Thursday, October 22, 2009

'Howl' By Allen Ginsberg

Howl by Allen Ginsberg is an extraordinary poem, whose author started off most of the post-modernism era. Allen Ginsberg wrote Howl for his own enjoyment and never assumed it would be published. So while writing this poem he said the most outrageous, scandalous things of that time that he would of never written for a crowd or audience. This is what makes the poem so interesting.

The poem has one main perspective and that is Ginsberg himself, but in a whole it is written as the perspective of the early Beat generation, which mostly consists of Allen and his friends. Perspective is defined as the identity of the narrative voice, the person through which the reader experiences the story.
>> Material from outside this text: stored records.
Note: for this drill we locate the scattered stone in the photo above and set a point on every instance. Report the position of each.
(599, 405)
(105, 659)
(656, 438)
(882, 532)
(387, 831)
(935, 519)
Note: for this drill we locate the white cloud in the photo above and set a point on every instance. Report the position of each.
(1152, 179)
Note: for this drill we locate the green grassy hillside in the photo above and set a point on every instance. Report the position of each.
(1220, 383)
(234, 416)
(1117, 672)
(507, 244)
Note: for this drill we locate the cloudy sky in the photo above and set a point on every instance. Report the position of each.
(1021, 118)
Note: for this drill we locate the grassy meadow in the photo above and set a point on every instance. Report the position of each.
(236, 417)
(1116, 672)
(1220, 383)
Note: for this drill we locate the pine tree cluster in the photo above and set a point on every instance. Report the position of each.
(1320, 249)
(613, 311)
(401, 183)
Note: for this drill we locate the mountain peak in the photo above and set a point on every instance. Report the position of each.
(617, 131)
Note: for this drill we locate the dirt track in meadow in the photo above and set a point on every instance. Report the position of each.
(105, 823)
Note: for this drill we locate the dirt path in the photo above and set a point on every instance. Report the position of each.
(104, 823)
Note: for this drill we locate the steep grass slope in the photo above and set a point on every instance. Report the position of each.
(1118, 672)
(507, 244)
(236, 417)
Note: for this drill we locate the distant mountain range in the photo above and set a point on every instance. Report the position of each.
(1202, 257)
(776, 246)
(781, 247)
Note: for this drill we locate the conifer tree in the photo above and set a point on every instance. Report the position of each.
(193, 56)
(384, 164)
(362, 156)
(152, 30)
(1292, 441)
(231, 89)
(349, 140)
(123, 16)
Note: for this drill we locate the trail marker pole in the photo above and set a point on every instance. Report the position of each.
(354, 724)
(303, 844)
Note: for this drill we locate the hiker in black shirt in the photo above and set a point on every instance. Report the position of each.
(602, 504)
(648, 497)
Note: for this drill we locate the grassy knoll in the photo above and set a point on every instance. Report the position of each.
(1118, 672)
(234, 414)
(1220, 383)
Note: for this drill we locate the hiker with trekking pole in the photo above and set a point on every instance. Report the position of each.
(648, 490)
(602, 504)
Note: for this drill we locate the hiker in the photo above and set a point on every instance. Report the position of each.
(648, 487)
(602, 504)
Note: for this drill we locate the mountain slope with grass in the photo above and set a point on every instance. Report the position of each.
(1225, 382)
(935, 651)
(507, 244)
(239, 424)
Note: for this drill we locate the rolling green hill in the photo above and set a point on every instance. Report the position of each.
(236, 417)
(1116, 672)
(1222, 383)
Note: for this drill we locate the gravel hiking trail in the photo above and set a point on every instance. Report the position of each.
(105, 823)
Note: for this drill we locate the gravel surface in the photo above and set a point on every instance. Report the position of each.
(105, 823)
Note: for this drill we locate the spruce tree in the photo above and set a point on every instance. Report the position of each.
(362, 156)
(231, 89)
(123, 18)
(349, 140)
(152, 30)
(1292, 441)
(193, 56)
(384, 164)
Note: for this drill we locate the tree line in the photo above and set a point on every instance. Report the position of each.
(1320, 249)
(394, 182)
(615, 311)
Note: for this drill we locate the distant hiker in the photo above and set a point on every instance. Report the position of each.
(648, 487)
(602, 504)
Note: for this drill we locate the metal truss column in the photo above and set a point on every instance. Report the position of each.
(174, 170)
He uses tone, the “attitude” of the speaker conveyed through the language of the piece, to show his perspective. Ginsberg goes through a first-person narrative, but uses some third-person perspectives of the generation. There are three sections in this book that divide up Ginsberg’s perspectives and motives. In Part I he stats, “I saw the best minds of my generation destroyed by madness, starving hysterical naked, dragging themselves through the Negro streets at dawn looking for an angry fix. In Part II he says, What sphinx of cement and aluminum bashed open their skulls and ate up their brains and imagination?” Finally Part III starts, “Carl Solomon! I'm with you in Rockland where you're madder than I am.” You can see the difference in tone, perspectives and themes in the three passages. Each section is extremely symbolism, the use of specific objects or images to represent abstract ideas, in its own way.

The structure of the poem is written in free verse, much like Walt Whitman. Free verse has very few distinct rules or boundaries. It is similar to blank verse in that it does not rhyme, but unlike blank verse, it is not written in iambic pentameter. The rhythm of free verse varies throughout this poem and the words flow along their own pattern, even though they don’t rhyme. An example I like from the text is, “Angelheaded hipsters burning for the ancient heavenly connection to the starry dynamo in the machinery of night.”

Ginsberg’s use of diction is quite captivating, it’s as if he is inventing his own words and new, exciting uses for mundane ones. To me the language creates a whole new world of images and events that are usually kept hidden. This kind of imagery is constant in Howl. I think the entire poem uses this literary device, using words to create visual and sound imagery. One sentence that sticks out to me and fits in to how I see his use of words as a new language is, “Yacketayakking screaming vomiting whispering facts and memories and anecdotes and eyeball kicks and shocks of hospitals and jails and wars.”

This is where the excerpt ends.